Bangalore, September 10: Indian doctors who have completed postgraduate courses in English-speaking countries such as the U.S., the U.K., New Zealand, Australia and Canada, who were earlier allowed to teach in India, will soon also be able to practise in the country.
Union Minister for Health and Family Welfare Ghulam Nabi Azad, speaking after inaugurating the Employees’ State Insurance Corporation (ESIC) medical college attached to the Rajajinagar ESIC hospital here on Saturday — the first of its kind in the country — said that this was among the many steps to tackle the severe shortage of specialists in the country.
The Minister said this would require an amendment to the laws, which would soon be pushed through. He said shortage of doctors was acute in all parts, barring southern and western India, which affected even important national health schemes.
The government had liberalised many conditions in setting up medical colleges — including land requirement, retirement age of teaching faculty and the ratio between PG seats and faculty — in a bid to reduce investment costs and allow more entrepreneurs to start them.
“Eighty per cent of private medical colleges are located in south India,” he said.

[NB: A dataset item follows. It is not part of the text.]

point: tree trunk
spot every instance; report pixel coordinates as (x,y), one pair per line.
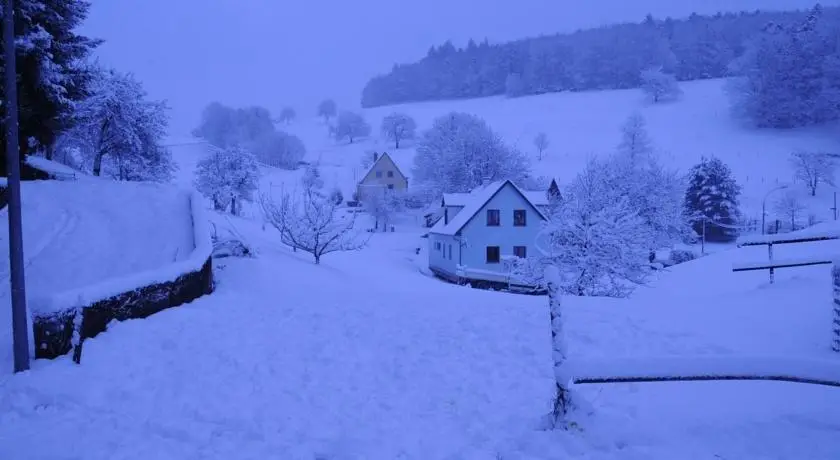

Union Minister for Labour M. Mallikarjun Kharge said that projects involving public good such as setting up of hospitals and medical colleges should be cleared through a single-window agency to avoid delay in implementation.
Project proposals were being held up in various departments for months, leading to cost escalation, he said. The Central university in Gulbarga was yet to get water connection despite the promise by Water Resources Minister Basavaraj Bommai, he pointed out.
“Development work should not be held up in the name of transparency,” he said, adding that officials were refusing to take any action fearing RTI queries. Officials should be asked to clear projects within a time frame or face action, he added.
He said that more ESIC medical hospitals on the lines of the one inaugurated on Saturday would be opened throughout the country, provided the Medical Council of India gave permission. “We can start four such in the next year,” he said.